Thursday, September 22, 2011

Knowing and not knowing


I drove down to the Cleveland Clinic to watch the sun set from the rooftop pavilion.  Normally, there are only a handful of people in this, one of the city's undiscovered best places.  So I was more than surprised to hear the jangle of many voices as I exited the elevator.  Thirty, maybe forty, people were sitting around the tables eating dinner together.  A buffet line was set up on the eastern edge of the room.  Black people, old people, young families.  A soup of humanity.  I noticed two women wearing white coats moving from table to table -- doctors?  Speakers?  And a man clearly selling his wares: memo pads with an insignia, a fanny pack packed with something, pens.  Everything the same rust red and creme white.

I sat on the far reaches of the room and read my book for a while, but it did not hold my interest as much as these people did.  They were all so happy.  The normal 33/33/33 ratio was all skewed.  You know: 33 percent disgruntled, 33 percent ambivalent, and 33 percent gruntled. 

(Is that even a word?)
(It is! Webster's: "The people were gruntled with a good meal and good conversation")

I left after about an hour, happy -- for some reason not known to me.  One of the white clad women was in the elevator with me.  She was heading to the 3rd floor, me back down to 1.  I asked, "Who were those people?  What was that event?"

"That was a transplant dinner.  They are all people who have had transplants."

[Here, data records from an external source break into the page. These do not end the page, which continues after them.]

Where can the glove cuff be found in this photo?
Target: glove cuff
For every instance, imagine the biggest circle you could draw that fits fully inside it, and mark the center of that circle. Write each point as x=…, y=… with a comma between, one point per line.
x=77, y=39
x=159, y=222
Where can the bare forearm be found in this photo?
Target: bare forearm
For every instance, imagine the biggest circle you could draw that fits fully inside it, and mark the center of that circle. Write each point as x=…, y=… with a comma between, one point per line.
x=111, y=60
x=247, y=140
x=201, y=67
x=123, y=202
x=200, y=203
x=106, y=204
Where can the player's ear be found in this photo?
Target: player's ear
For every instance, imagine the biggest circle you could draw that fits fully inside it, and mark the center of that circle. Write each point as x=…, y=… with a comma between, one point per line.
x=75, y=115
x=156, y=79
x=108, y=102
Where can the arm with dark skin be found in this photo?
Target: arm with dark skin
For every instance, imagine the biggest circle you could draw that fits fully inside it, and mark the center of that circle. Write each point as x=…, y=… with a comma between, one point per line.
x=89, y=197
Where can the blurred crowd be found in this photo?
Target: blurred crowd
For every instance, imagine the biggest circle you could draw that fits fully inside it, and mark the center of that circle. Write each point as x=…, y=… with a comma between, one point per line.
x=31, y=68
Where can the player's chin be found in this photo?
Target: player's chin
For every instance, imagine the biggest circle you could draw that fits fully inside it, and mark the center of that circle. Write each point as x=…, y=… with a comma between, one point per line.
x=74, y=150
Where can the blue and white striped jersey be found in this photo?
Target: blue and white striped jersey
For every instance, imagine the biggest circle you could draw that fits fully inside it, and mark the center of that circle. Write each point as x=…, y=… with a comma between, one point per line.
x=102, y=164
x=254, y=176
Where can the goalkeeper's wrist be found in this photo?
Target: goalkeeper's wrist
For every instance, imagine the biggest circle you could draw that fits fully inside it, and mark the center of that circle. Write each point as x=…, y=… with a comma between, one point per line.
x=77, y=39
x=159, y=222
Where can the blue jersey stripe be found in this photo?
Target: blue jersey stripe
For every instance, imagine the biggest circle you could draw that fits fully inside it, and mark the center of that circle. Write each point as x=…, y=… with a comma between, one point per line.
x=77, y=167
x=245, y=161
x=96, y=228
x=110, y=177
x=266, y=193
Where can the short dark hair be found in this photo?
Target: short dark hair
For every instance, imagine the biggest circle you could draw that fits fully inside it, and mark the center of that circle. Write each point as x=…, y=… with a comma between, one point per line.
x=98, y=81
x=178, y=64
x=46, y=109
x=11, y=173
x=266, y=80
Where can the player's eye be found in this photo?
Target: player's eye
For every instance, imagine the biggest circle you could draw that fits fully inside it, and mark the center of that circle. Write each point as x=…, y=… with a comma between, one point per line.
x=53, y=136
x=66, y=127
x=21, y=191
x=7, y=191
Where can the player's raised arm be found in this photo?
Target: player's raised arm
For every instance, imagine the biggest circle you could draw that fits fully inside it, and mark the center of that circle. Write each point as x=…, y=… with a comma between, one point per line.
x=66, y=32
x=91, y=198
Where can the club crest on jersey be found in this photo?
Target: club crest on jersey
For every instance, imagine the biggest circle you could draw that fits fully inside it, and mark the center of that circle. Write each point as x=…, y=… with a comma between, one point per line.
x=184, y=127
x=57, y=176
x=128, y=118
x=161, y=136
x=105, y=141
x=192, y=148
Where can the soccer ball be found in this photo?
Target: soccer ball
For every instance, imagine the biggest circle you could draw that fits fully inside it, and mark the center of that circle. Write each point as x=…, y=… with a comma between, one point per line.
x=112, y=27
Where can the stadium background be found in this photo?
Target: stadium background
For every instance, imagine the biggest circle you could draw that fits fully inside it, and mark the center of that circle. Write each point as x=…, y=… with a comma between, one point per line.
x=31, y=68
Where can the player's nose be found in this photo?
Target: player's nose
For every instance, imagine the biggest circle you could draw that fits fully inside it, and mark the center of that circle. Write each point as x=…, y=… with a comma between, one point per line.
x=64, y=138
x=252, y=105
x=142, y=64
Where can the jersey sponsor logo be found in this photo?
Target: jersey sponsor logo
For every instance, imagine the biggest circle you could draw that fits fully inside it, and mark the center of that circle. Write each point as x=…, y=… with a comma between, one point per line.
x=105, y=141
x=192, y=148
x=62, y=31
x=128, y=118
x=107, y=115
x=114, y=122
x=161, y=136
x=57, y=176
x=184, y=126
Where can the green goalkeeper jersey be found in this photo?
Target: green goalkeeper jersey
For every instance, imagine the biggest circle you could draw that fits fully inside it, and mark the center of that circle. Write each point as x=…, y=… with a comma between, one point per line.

"All different organs?"  I asked, my hands motioning awkwardly as I scanned my whole body - liver, lungs, corneas.

"No, heart. They all have heart transplants."

There was something about knowing that that filled me up instantly.  I had just spent an hour with people who had received new hearts.   I was in a room of modern miracle.  Veneration.  Wonder.  How many synonyms are there for awe?

I love those moments.  The split second between knowing and not knowing.  One crumb of new information flips the hour.  Topsy turvies the day.  Opens it all somehow.  Widens the vantage. 

Tonight I sat in a room of people who have had two hearts.  Right now, at home, I am simply trying to lock in this idea: I must never forget that that which looks ordinary may just be splendor wrapped up in plain clothes.  I never really know what I am in the midst of.  I never know when I am ten feet away from the beat, beat, beat of something far bigger than anything I would imagine.


1 comment:

BHR said...

You are back writing. Thank you for your beautiful words.